Many of the additives which are available for bright copper are expensive and provide little flexibility as to the type of result which can be achieved. For instance, a jewelry grade satin copper finish cannot be obtained by conventional bright copper additives. Sulfur-free copper for electronic plating provides better conductivity.
Thus, also in the art to improve the electrorefining process, it has been a goal to find suitable additives for reducing dendritic formations, which do not create complexing problems or break down into undesirable impurities in the bath. Additionally, it has been a goal in the art to provide a copper additive which is less expensive, provides greater decorative options and which is suitable for plating pure copper without plating out sulfur.
It has also been a goal in the art to improve the efficiencies of these baths which results in cost savings in the electrorefining processes.
In accordance with the present invention, there is provided a method for electroplating of a copper deposit which is substantially free of dendrites, nodules and sulfur as an impurity. The process includes a step of first providing an electrorefining or electrowinning bath which includes at least an effective amount of ionic copper and an effective amount of an alkoxylated dimercaptan ether. Thereafter, a copper deposit is electroplated from the bath onto a cathode.

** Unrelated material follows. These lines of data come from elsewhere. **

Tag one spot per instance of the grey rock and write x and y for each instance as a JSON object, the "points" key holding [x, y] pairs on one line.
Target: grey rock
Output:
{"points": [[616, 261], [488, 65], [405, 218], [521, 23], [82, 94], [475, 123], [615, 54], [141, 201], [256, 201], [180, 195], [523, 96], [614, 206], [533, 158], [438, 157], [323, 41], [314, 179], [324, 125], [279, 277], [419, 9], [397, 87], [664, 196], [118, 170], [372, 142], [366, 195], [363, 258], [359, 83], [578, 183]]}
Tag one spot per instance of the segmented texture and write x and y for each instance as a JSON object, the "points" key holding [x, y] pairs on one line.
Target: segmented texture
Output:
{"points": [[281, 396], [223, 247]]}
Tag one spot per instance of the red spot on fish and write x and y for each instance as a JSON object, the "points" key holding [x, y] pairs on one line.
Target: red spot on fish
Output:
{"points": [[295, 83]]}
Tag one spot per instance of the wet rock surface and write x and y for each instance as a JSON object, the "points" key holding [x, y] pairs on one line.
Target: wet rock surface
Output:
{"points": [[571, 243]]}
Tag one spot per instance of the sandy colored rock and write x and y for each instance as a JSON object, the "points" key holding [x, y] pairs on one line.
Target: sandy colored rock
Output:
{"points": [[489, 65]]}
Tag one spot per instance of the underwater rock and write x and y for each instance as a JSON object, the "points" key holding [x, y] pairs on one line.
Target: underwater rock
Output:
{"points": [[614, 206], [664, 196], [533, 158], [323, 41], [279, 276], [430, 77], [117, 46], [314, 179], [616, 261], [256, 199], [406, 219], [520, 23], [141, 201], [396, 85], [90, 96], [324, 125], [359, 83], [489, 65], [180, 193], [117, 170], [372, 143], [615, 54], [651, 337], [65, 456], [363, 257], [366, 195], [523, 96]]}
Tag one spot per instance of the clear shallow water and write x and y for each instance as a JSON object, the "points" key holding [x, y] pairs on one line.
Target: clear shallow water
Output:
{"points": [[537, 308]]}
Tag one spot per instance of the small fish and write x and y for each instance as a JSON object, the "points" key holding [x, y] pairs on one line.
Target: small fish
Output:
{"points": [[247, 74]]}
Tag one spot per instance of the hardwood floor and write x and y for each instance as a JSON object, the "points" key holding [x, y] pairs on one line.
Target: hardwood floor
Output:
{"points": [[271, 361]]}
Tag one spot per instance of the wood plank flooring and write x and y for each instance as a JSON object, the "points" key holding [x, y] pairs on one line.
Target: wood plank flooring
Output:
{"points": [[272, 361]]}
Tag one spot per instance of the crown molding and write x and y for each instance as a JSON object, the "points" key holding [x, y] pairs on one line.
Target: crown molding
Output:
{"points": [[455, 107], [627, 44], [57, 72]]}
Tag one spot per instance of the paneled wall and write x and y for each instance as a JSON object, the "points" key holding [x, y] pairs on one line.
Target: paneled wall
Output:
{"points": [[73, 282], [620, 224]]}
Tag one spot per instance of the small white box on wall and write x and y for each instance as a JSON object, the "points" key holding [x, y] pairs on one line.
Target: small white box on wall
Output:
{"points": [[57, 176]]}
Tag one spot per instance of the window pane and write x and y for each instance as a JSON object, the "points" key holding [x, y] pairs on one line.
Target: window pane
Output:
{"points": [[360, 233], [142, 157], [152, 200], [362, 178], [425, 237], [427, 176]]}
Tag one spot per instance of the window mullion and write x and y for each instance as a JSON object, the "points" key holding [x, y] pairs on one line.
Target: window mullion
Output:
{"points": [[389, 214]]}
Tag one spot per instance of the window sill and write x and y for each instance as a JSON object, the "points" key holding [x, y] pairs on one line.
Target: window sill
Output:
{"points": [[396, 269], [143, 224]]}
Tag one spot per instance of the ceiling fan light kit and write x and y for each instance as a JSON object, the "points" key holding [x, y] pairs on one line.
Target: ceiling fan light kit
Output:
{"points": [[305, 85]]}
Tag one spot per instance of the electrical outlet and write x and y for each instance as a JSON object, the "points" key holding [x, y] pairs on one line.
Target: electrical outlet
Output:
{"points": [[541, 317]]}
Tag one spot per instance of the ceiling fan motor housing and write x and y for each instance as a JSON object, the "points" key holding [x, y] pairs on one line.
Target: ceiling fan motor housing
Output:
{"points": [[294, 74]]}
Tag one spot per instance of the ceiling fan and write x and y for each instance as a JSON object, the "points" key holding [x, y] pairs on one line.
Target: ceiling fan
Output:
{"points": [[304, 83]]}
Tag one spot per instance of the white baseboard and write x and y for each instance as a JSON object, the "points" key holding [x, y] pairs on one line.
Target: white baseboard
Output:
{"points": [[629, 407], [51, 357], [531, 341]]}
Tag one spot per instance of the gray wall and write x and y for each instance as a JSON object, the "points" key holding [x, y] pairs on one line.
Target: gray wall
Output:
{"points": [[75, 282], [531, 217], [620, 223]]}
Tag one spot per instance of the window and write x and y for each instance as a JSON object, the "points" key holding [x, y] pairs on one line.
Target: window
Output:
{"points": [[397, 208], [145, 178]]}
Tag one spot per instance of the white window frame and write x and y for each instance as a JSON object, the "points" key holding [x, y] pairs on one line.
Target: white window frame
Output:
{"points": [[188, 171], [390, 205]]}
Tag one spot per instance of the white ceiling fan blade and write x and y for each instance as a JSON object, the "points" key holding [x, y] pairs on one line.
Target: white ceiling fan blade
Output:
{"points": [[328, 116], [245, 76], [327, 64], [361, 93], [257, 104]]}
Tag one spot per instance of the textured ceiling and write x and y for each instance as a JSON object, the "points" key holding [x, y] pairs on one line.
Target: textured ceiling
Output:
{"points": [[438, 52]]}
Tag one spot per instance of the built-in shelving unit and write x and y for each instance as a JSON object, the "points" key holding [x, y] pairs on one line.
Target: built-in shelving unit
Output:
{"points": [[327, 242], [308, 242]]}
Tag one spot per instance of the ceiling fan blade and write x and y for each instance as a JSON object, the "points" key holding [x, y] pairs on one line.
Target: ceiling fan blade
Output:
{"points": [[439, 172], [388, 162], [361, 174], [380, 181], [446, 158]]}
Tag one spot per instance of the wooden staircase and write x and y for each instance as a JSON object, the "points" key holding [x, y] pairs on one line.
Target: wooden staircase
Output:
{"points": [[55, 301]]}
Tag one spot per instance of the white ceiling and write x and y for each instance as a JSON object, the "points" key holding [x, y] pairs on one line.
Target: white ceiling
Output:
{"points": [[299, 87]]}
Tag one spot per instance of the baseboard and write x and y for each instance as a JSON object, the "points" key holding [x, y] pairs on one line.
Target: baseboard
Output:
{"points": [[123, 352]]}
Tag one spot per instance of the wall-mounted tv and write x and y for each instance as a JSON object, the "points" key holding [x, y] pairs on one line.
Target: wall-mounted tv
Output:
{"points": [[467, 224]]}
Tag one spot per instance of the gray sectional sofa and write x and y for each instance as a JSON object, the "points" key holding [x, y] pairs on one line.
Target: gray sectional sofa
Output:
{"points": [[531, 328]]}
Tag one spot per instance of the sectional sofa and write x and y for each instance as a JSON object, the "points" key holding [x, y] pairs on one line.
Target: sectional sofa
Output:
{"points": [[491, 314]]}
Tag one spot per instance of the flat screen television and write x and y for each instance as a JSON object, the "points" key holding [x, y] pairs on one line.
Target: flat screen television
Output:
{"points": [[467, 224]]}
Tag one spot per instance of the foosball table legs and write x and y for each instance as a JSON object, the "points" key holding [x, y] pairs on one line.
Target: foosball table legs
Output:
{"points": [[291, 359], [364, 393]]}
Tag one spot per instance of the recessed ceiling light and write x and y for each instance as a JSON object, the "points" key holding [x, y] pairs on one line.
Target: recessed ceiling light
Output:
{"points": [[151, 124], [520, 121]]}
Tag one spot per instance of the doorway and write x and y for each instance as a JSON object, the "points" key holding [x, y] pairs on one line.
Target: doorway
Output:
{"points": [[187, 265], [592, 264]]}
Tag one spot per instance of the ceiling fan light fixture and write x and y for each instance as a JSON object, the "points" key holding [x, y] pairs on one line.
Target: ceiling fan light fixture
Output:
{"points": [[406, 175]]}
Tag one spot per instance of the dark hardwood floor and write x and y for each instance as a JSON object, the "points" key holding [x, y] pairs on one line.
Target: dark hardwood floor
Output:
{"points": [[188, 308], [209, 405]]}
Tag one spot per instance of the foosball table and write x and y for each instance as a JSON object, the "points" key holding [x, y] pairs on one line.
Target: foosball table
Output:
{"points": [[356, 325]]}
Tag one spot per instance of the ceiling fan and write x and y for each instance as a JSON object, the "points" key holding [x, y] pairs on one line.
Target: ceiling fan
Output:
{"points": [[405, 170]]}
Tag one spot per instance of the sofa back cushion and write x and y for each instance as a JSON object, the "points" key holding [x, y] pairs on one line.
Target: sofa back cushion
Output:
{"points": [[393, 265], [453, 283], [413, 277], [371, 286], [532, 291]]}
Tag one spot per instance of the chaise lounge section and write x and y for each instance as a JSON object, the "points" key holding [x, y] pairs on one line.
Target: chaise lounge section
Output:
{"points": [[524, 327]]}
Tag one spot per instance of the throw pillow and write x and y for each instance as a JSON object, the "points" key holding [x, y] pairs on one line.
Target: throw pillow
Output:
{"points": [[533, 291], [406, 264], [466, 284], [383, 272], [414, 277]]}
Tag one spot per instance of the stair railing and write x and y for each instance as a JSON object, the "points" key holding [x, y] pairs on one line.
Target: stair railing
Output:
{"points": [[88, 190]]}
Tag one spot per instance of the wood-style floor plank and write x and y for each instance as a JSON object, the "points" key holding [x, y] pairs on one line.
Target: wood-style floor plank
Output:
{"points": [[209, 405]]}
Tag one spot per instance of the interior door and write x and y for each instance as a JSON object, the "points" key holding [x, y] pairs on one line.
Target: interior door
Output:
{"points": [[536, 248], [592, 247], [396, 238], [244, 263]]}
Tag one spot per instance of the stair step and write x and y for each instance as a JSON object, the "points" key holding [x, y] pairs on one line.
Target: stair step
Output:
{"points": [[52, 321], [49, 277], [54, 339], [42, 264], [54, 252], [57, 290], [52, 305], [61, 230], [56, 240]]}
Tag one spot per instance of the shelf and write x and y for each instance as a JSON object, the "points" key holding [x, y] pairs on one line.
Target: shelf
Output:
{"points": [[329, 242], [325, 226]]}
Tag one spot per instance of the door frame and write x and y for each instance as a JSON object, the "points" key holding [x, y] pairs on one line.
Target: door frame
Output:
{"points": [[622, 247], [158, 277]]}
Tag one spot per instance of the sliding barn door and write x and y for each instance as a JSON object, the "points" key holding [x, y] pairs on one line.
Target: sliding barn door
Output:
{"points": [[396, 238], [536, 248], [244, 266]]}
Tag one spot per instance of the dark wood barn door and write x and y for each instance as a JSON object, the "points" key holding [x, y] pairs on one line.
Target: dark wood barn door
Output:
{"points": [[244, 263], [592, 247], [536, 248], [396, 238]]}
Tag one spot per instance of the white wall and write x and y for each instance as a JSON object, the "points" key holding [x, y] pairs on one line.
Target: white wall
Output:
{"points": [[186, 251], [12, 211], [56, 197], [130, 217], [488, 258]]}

The dimercaptan ethers of the present invention have the advantage that the resulting copper deposit remains substantially free of dendrites which may short out the plating electrodes. The additives of the present invention also prevent formation of nodules and do not break down into complexing agents which would allow complexed materials to plate out from the solution. Additionally, the dimercaptan ethers of the present invention do not readily break down into compositions which are subject to co-depositing sulfur impurities into the copper deposit, yet are also effective for utilization in decorative applications if so desired.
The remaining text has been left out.